Voici le dernier article sur la béatitude humaine, tel que la comprend Thomas d’Aquin. Nous avons parlé de ce qu’était le bonheur suprême de l’être humain, et dans quelles conditions il pouvait exister. Nous allons parler maintenant de l’obtention de la béatitude, de comment nous allons la vivre.

  1. L’homme peut-il obtenir la béatitude ? Oui.
  2. Un homme peut-il avoir plus de béatitude qu’un autre ? Oui.
  3. Un homme peut-il être bienheureux en cette vie ? Non.
  4. La béatitude une fois possédée peut-elle être perdue ? Non.
  5. L’homme peut-il acquérir la béatitude par ses forces naturelles ? Non.
  6. L’homme obtient-il la béatitude par l’action d’une créature supérieure ? Non.
  7. Certaines actions humaines sont-elles requises pour que l’homme obtienne de Dieu la béatitude ? Oui.
  8. Tout homme désire-t-il la béatitude ? Oui.

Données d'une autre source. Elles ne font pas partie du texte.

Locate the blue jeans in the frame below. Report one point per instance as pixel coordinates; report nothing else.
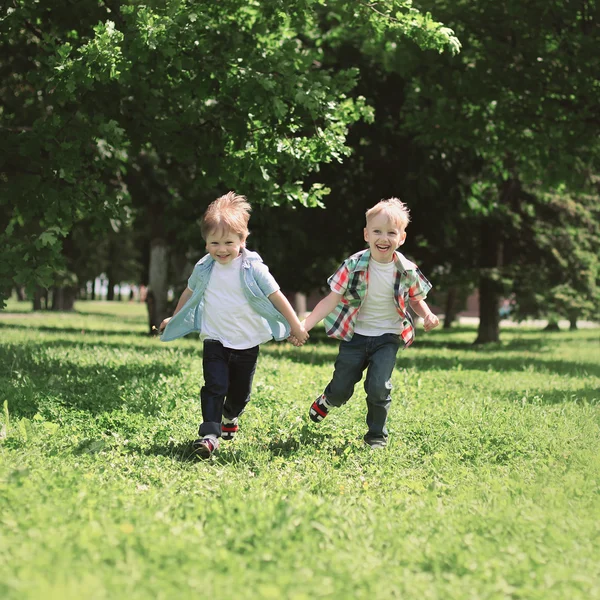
(227, 385)
(377, 354)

La semaine prochaine, nous commencerons à aborder l’Incarnation, tel que Thomas d’Aquin l’expose.

Article 1 : L’homme peut-il obtenir la béatitude ?

Il est dit dans le psaume (94.12) « Bienheureux l’homme que tu as instruit, Seigneur ».

Deux raisons selon Thomas :

  • L’intellect peut saisir le Bien parfait et la volonté humaine peut le désirer. Donc la Béatitude est atteignable pour l’homme.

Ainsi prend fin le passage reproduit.